Ranking good? Again, as with the prior post, I'm not talking about good deeds or the difference between good and evil. This good is defined as in how good/great a personal event is. This is something I've struggled with my entire life. I've always had a great deal of difficulty understanding if something I did had any value and, if so, just how much. I don't think this chapter made it in my book, but I wrote a chapter entitled, "How do I Win?" and in it I talked about the struggle of not knowing the score of life. Think about it; if we use my "Game Theory" as well as "Cement Theory," and we look at the fact that I loved playing games at a young age there would've been ingrained in me a sense of accomplishment by some sort of tangible and visible system. However, in life, so rarely is there an occurrence where things are so black and white.
I've always operated under the "-est" system. This will be a chapter in my second book and in that chapter I put forth the concept that I always will remember a strive for the "-est" that being the greatest, the best, or anything thing to the superlative. However, again, how is this measured? How do I know where I rank with anything I do? When it comes to games there is an easy way and that's with leaderboards.
The pinball game I mentioned last week has an easy way; one either has the world record or they don't. The sad thing for me is that I will try and try and fight and fight for a world record and when I get it, well, there is a fleeting moment of accomplishment but then there is a sense of emptiness because I realize that a world record like this, in the grand scheme of things, doesn't mean much and proved nothing.
I live with so many contradictions. Going for a world record means everything and getting it means nothing. Unless you have experienced this you may need to read that sentence several more times to maybe, just maybe, get a fraction of its meaning. On top of that I have always needed reinforcement on what I've done. That reinforcement comes in terms of being praised, but when certain people do give me praise I will instantly discount it because, if one of my parents give such praise it is, in my mind, either in simple kindness or through biased eyes. Whether or not that's the case, I can't really say, but that's the way my brain takes it which gets rather annoying to not be able to simply accept that something I've done is good.
Maybe another underlying factor is a sense of needing to be perfect. Perfection is something rarely seen, rarely experienced, and if one strives for it always, then they may just be setting themself up for a constant sense of always coming up short. I've mentioned this a few times in the past few months, but I am still waiting to have my first perfect presentation.
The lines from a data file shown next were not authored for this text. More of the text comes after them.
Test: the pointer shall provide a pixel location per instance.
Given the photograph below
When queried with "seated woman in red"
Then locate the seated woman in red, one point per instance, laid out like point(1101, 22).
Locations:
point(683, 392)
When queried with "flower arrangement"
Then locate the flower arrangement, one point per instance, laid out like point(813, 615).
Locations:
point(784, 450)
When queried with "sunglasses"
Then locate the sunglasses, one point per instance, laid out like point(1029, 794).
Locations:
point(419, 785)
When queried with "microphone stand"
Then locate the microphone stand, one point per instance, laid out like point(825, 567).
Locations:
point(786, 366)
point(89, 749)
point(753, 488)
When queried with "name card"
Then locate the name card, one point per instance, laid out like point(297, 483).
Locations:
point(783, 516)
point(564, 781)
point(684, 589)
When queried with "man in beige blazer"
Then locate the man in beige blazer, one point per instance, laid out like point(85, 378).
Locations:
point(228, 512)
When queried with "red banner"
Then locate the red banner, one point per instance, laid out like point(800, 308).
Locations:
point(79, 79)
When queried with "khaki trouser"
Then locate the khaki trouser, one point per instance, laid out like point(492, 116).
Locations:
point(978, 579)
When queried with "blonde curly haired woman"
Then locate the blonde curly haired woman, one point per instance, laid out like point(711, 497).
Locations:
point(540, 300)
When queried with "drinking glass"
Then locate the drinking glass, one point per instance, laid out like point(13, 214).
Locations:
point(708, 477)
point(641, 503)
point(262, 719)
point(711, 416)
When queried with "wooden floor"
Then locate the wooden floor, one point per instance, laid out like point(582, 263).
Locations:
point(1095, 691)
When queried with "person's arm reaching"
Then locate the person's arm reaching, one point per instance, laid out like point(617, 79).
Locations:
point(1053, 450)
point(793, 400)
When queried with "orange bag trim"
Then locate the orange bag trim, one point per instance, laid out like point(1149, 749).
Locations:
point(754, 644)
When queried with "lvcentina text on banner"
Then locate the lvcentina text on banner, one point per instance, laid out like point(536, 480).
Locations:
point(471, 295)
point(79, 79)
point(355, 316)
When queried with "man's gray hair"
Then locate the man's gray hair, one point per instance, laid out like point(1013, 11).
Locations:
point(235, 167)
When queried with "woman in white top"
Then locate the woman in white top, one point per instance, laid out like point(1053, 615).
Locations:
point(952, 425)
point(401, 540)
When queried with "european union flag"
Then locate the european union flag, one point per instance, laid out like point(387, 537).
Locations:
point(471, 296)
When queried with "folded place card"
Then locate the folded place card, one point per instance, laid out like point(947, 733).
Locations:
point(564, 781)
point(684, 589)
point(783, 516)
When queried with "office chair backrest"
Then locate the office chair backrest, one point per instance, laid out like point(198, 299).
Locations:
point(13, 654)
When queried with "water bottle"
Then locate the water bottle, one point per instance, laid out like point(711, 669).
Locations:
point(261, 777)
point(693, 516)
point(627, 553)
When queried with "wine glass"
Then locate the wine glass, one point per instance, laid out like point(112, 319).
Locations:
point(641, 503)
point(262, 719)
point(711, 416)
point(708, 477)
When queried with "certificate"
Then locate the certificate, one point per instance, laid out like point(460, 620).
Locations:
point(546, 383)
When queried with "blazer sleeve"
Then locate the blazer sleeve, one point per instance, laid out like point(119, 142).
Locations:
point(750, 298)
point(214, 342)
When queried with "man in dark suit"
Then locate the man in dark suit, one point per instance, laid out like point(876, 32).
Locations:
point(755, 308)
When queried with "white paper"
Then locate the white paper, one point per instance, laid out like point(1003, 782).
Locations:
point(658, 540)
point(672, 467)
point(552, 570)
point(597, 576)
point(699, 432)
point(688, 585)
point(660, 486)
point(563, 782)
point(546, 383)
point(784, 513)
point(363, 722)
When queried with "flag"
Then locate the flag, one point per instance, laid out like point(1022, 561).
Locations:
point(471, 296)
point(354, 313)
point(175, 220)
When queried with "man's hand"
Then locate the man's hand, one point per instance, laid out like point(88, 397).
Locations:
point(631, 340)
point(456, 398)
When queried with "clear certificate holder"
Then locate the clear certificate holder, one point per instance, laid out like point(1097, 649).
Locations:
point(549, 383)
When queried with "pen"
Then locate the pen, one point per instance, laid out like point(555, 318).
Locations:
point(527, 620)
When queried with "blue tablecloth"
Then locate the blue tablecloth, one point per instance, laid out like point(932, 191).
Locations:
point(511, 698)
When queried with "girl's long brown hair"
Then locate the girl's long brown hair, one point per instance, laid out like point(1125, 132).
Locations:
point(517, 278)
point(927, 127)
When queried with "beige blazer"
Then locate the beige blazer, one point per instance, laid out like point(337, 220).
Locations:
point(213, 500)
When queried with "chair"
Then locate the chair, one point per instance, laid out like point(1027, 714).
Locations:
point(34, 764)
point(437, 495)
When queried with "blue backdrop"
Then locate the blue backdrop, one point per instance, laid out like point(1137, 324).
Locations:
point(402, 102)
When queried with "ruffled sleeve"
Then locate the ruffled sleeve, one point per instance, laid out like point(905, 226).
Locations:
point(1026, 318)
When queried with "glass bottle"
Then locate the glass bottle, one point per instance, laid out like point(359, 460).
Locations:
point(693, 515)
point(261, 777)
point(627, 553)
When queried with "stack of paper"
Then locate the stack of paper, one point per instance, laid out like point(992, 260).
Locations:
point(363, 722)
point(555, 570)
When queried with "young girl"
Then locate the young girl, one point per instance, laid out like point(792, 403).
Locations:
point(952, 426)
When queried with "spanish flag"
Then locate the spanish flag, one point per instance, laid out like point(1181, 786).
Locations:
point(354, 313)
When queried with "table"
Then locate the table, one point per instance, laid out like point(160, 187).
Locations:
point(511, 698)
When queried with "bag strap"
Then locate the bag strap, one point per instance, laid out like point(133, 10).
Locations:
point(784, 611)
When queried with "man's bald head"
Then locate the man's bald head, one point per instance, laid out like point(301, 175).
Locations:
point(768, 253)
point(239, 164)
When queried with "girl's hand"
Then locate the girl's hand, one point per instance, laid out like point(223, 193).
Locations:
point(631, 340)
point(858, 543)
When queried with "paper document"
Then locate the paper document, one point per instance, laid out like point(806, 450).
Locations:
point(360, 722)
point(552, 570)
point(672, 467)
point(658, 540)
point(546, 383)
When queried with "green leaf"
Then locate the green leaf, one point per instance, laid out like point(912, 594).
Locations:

I've been told I've given a few, but I just always know I can do a little bit better, to have a bit better pronunciation, to have slightly better timing and better responses to questions.
In the end, perhaps, it is simply that good is in the eye of the beholder and there is no quantifiable measurement of many aspects of life. How good is a friendship? How good are the words I've used? What's the score of this blog? The score of my previous presentation? These are all questions with no answers and living in an all or nothing, black or white world, a world without score or measurements, is a world of confusing feelings.
I set out writing this just wanting to explain it a little bit, but that previous paragraph is going to stay with me for a while. In fact, I'm going to go out on a limb and say that it was a good way to explain it. Yes, I'm going to allow myself the feeling of satisfaction on this because I may not have explained this all that well to you, but for the first time I have a firm grasp of why I've always been my biggest critic and why other' words of praise has had no standing. Yes, all in all, I will rank this blog as good.